Six new food stations and bars will open this month at the Heilman Dining Center, Glen Pruden, executive chef at the dining hall, said.
The new choices are a ramen station, a burrito station, an artisan grilled cheese station, a revamped Indian bar, a chicken wing bar and a Philly sub bar, Pruden said.
Pruden, who has worked at the university for 35 years, said the difference between the stations and the bars is the way the food is served. Stations have food that is prepared fresh and customized for each person, and bars are self-serve.
The other difference between the two terms is how often the food appears in the dining hall. Pruden said the stations would rotate with the Mongolian grill on a weekly menu system. The bars will change daily and will reappear every three days. For example, the Indian bar will be offered for lunch and dinner on Monday, and then again on Thursday.
“This system has been set up in response to the students’ requests for more variety, so that when we put something out, the options will change more frequently,” Pruden said.
Sophomore Will Robertson said: “It’s really nice that there is going to be more change. It can get pretty monotonous eating the same thing every day, so I’m glad there are going to be more options.”
The ramen station will be similar to the dining hall’s pho noodle station, but with an upgrade. “Ramen has the stereotype of being a cheap meal for college kids,” Pruden said. “I was not thrilled with that, so these are not your instant ramen noodles.”
Pruden said the dining hall had been working with Ariake U.S.A. Inc., a company based in Harrisonburg, Va., that started in Japan as an exporter of authentic ingredients. The noodles that the dining hall will be using are fresh; they are made from wheat and then frozen, as opposed to the common, dried variety, Pruden said.
To avoid long lines and confusion identifying a person’s order, the stations will adopt a number system.
Pruden said that Richmond was one of the few colleges on the East Coast that had started serving ramen, as it was a “new concept to college dining.” Pruden said the college dining business was setting trends off campus, as well. “When we first started out with the Vietnamese pho noodle concept, the idea was not well known. Now you can find these noodles everywhere.”
Student input has been the impetus for making the changes, Pruden said. The “Text and Tell” feature allows students to send ideas to the dining hall staff and request the changes the students wish to see. After reading the responses, the staff begins to accumulate the data and starts working on the feasible upgrades.
The burrito station has four options: The Ancho Normal, the Pinto Fiesta, the Hog Wild and the Super Vegetarian.
And similarly to the ramen station, diners can create their own burritos by choosing a white or wheat tortilla, meats and vegetables and sides of salsa, guacamole or sour cream. In addition, any burrito can be made into a burrito bowl, Pruden said, by using every ingredient but the tortilla.
Junior Chiara Apici said, “The burrito station looks so good, but the line is always so long that I haven’t had time to wait and try it yet.”
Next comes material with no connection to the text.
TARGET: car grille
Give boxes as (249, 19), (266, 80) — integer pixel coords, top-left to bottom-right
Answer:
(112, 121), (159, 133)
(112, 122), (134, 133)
The artisan grilled cheese station will offer specialty sandwiches, which will be cooked on the Mongolian grill and covered by a numbered lid to create an “oven” to help melt the cheese.
Pre-created options are the Mushroom Melt, the Peter Piper’s Purple Pepper, the Mexican Jack Melt and the Swiss and Sour Swine, Pruden said. A ‘create your own’ option is also available.
The Indian bar has been brought back by student request, Pruden said. Vegetable bhajiis, which are vegetables that are battered in a spicy flour and then fried, (similar to tempura) will be present, along with naan bread and poppadoms, which are thin and cracker-like, cardamom spiced rice, madras chicken, channa masala (a chickpea dish), chicken tikka masala and chicken saag. Junior Miki Doan said she was looking forward to this updated version, especially the vegetarian options, since she said she had not seen them before.
The chicken wing bar will offer four flavorings: honey-stung, chipotle barbeque, traditional buffalo and an “insane hot” option, Pruden said.
The Philly sub bar will have grilled Philly steak, chicken or seitan, which is a wheat-derived meat option for vegetarians, Pruden said. Students can then top their meat with Philly cheese sauce, grilled peppers and onions and then assemble the sandwich on rolls.
The planning for the new stations and bars began about a year ago, Pruden said. Between determining product availability and affordability, scheduling meetings with vendors, implementing new equipment and training employees, the staff is always preparing for the next semester. “I already have ideas running through my head for next September,” Pruden said.
“We serve between 24,000 and 27,000 meals a week,” he said. “The great thing about being in the college dining business is that we have the ability to try new concepts, which from my perspective, we needed. It’s important for us to be on the front side. We want to set food trends.”